We ran out of time to cover other slides in the talk, but you can refer to some minor comments in the presented notes of those slides.
Resources
- Links included in the slides
- Slide 1: This repo
- Slide 2: ggerganov/llama.cpp - running quantized LLaMA models on a MacBook
- Slide 6: An Image is worth 16x16 words - ViT (Vision Transformer) paper
- Slide 6: Scaling Laws for Neural Language Models
- Slide 8: Nvidia Hopper Architecture
- Slide 10: IEEE-754 Playground
- Slide 10: FP formats used in the DNN world
- Slide 11: A survey of Quantization Methods for Efficient Neural Network Inference
- Slide 15: LLM.int8() paper
- Slide 16: LLM.int8() paper
- Slide 17: SmoothQuant paper
- Slide 18: The case for 4-bit precision: k-bit scaling laws
- Slide 20: GPTQ paper
- Slide 21: A survey of Quantization Methods for Efficient Neural Network Inference
- Over-parametrization related
- Other papers:
- Up or Down? Adaptive Rounding for Post-Training Quantization - AdaRound paper
- Improving Post Training Neural Quantization: Layer-wise Calibration and Integer Programming - AdaQuant paper - A layer-by-layer optimization method that minimizes the error between the quantized layer output and the full-precision layer output.
- ZeroQuant paper
- Optimal Brain Compression
- Opening the Black Box of Deep Neural Networks via Information
The Demo - Studying the effect of reduced precision
In this demo, we use @hila-chefer's work on Transformer Explainability to empirically study the effect of reduced precision at inference time. The rather successful recent efforts to deploy llama.cpp on hardware as weak as a Raspberry Pi was a major factor to explore this.
Approach
IEEE 754 standard for floating point precision describes a float32 as 1-bit (sign); 8-bits (exponent); 23-bits (fraction)

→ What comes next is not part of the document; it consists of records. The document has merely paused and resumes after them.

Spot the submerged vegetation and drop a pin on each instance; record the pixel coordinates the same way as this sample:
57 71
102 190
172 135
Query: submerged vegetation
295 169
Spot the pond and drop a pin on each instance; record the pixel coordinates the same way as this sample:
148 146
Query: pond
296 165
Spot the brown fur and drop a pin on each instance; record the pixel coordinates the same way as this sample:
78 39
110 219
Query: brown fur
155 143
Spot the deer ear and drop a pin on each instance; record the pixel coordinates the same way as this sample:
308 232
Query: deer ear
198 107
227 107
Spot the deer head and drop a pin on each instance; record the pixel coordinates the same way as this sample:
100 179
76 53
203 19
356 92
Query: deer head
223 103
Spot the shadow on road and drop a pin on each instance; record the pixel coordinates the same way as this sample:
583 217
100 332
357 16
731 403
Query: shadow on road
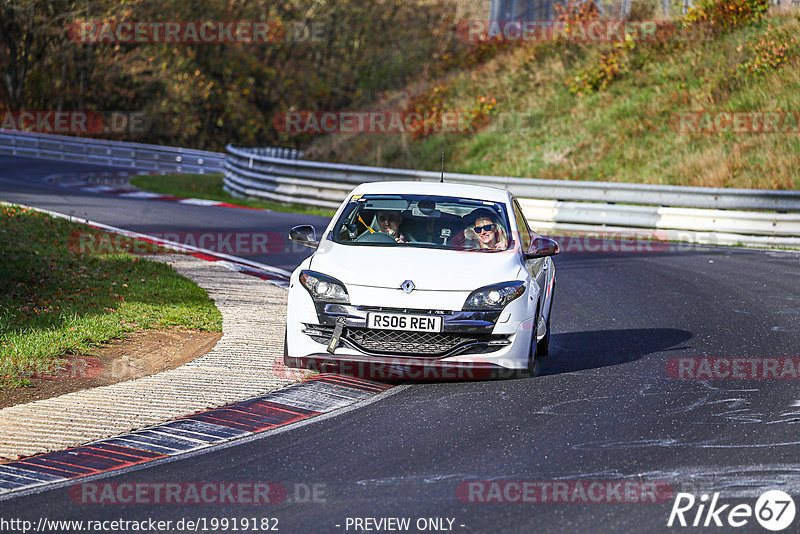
576 351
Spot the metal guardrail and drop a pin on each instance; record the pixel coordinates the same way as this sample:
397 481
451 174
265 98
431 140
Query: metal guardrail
137 156
745 216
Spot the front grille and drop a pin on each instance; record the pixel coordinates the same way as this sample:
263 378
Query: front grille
415 343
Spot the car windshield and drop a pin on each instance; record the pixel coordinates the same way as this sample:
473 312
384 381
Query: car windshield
424 221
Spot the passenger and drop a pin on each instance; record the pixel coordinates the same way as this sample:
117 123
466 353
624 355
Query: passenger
389 223
485 231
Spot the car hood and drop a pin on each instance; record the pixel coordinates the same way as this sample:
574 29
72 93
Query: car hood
428 269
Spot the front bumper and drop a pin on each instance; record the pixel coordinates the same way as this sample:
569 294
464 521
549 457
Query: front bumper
401 368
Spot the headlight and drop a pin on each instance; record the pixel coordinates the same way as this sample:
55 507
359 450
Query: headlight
324 288
494 297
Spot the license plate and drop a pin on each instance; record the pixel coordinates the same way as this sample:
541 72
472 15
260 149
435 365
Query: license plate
401 321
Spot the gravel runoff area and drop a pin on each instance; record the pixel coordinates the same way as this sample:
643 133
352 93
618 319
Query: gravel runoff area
246 362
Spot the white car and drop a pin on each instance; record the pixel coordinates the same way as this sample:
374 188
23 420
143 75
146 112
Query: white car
422 280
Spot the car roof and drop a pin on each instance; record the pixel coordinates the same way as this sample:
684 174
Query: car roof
433 188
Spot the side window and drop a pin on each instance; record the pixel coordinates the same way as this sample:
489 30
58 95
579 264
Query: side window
522 227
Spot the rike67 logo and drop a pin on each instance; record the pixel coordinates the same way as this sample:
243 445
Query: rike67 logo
774 510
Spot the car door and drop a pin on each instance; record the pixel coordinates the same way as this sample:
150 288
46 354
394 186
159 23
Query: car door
538 268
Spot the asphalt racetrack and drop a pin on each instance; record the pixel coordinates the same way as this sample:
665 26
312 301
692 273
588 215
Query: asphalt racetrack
620 404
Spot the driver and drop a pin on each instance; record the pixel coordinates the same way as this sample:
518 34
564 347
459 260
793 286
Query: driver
389 223
485 232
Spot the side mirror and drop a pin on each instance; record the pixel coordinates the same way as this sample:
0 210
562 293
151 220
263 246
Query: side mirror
304 235
542 247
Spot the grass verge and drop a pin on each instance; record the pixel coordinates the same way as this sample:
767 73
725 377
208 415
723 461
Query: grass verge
59 299
209 186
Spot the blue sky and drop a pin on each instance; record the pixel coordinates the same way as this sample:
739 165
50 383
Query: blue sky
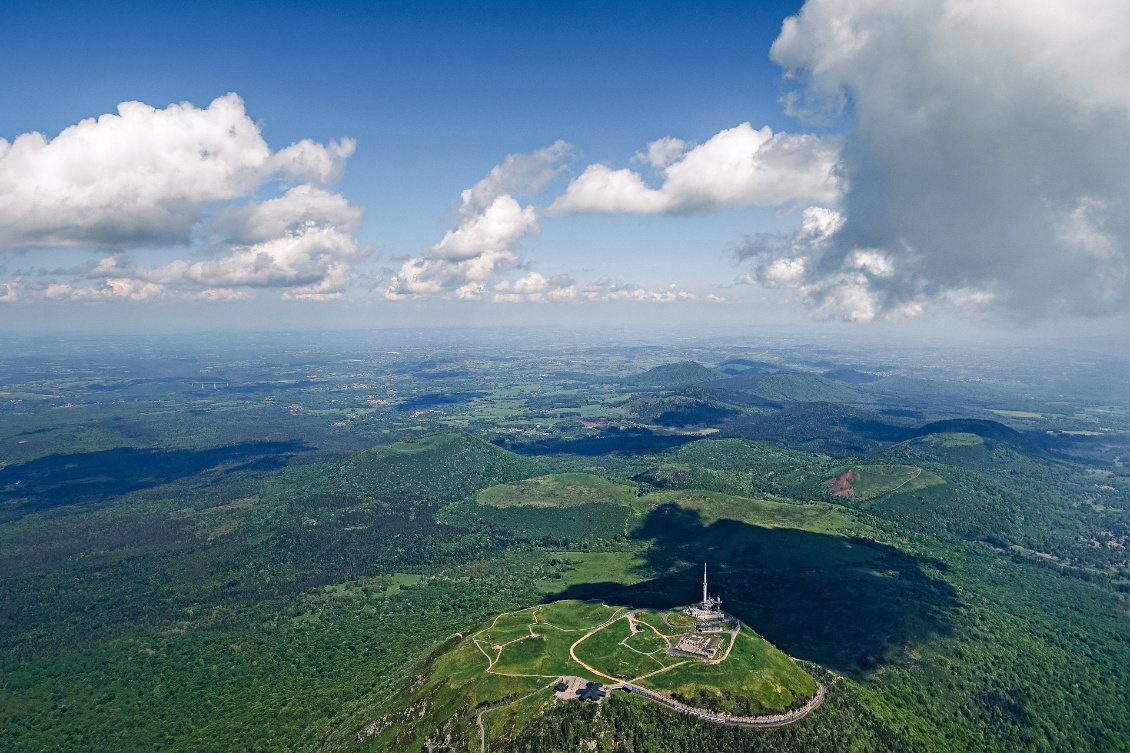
435 95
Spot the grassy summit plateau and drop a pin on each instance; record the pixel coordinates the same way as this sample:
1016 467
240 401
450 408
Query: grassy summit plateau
501 675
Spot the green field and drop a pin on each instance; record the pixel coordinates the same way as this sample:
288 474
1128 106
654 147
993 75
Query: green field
754 678
470 675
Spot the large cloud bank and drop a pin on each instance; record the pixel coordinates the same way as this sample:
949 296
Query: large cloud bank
988 163
147 178
471 261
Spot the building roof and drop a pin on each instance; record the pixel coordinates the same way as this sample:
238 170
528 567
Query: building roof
591 692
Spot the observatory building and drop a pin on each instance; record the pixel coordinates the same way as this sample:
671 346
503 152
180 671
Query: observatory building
707 613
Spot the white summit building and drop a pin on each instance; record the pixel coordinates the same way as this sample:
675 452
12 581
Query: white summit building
707 613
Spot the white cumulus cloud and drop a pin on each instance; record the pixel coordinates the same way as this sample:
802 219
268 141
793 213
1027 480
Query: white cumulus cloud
740 166
141 176
490 225
987 161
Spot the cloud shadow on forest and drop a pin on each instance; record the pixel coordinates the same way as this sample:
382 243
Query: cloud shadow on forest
61 479
848 604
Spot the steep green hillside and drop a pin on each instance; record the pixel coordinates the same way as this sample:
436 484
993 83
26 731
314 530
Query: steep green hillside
485 687
434 468
824 427
558 491
692 408
674 375
792 387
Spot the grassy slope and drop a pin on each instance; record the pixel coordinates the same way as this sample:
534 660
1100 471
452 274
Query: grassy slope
755 678
455 684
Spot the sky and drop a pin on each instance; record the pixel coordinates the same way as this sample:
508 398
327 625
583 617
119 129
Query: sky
880 163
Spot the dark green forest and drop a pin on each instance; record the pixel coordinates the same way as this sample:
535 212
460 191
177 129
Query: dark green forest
270 595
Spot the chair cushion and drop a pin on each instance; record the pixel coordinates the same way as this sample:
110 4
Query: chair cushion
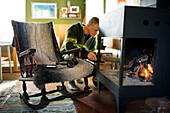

. We take a rather crude approach to simulating precision by simply truncating the least n
significant bits of the fractional part to zero. We do this for all the parameters of the model.
Important caveats: * While the model's precision was varied, computations were still being done as float32. * Exponent part was not touched, so the range of the model weights remained the same.
How to use
-
pip install -r requirements.txt
-
streamlit run app.py
Results
For every image we tested, the model was able to be resilient at inference time to about 3-bits of fractional precision (translating roughly to a single decimal point).